Timber construction has a promising future in the face of global sustainable development challenges. Using timber as the main structural material, the carbon footprint of a building is strongly reduced since the carbon will be stored for as long as the building stands or the timber is used.

An integrated structural concept was developed for free-form timber structures, which is light and yet strong while trying to keep difficult node connections to a minimum. The structural concept consists of ribbed elements that are covered with plates on the top and the bottom. The ribbed elements are cut from laminated veneer lumber to allow a smooth transition in depth according to the structural demands. The ease of fabrication is achieved by designing simple connections such as an incision in the ribbed elements and the plates are connected by screws. The maximum length subject to fabrication and transportation constraints has been considered. This has been achieved by determining the efficient height and the allowable stresses have been reduced.

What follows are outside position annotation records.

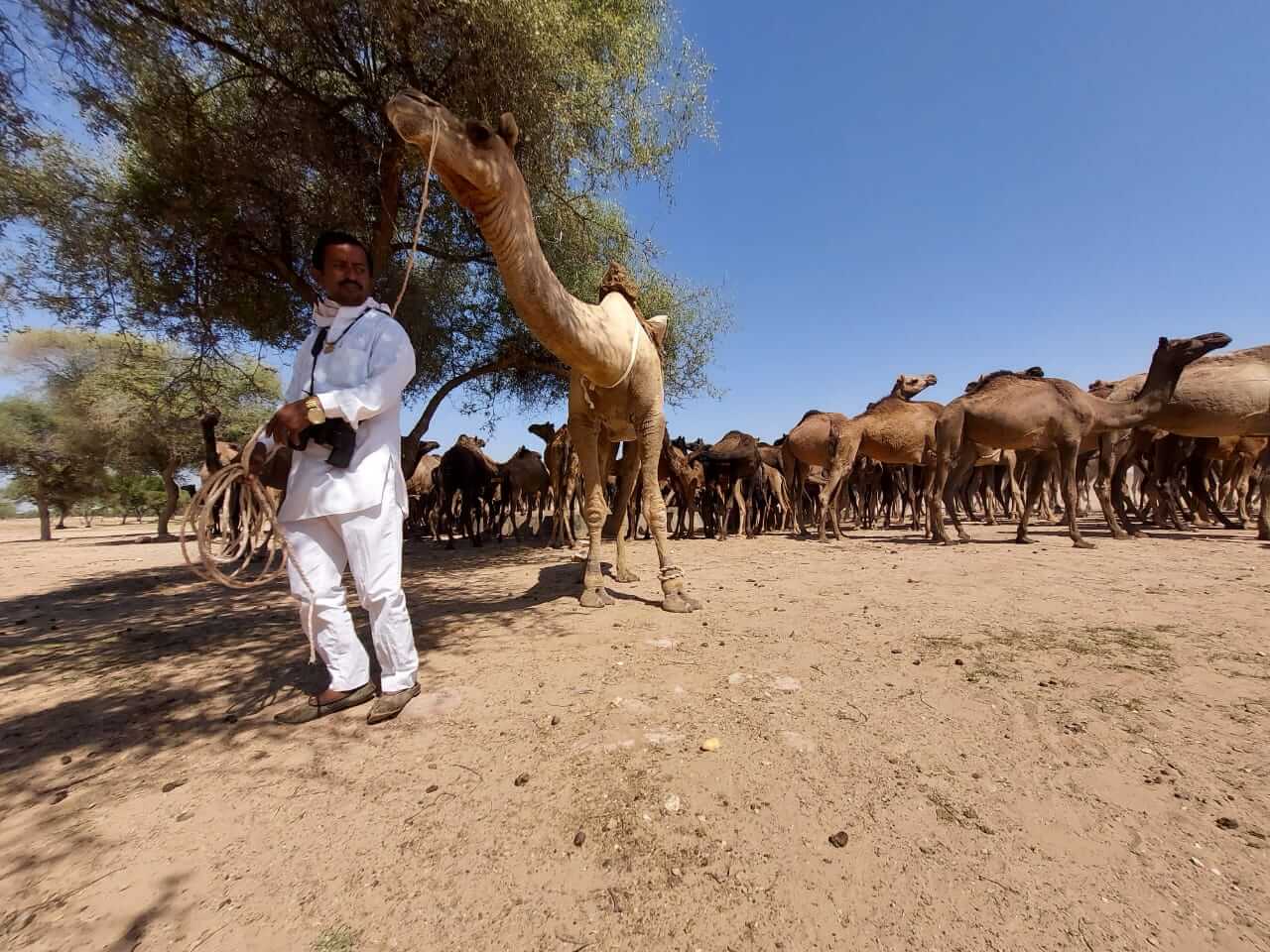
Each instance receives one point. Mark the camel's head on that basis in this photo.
(474, 162)
(1178, 352)
(908, 388)
(544, 430)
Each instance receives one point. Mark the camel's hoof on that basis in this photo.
(595, 598)
(680, 603)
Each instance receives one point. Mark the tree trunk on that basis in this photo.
(173, 490)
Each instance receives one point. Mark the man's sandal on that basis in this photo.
(389, 706)
(310, 710)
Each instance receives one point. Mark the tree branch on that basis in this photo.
(453, 257)
(198, 36)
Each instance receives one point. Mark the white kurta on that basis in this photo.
(352, 518)
(359, 381)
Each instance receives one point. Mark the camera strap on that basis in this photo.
(321, 347)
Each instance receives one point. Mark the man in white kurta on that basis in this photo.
(353, 366)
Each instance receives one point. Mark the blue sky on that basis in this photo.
(952, 188)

For structural design, an automated procedure was developed to yield a smooth height variation of the roof structure and place the material where structurally required and thus achieving a significant weight reduction. Deep sections are used where bending govern the design and shallow section where shell action is dominant. Furthermore, the smooth height variation meets the desired shape from architectural design's point-of-view.

In general, it can be concluded that the developed structural concept is suitable for the design of a free-form timber structure that exhibits both bending and shell behaviour. In order to achieve an integrated structural concept, the inhomogeneous material properties of timber were incorporated in the structural concept. Precaution has been taken in the computational modelling by also taking into account the different directions for the anisotropic material properties.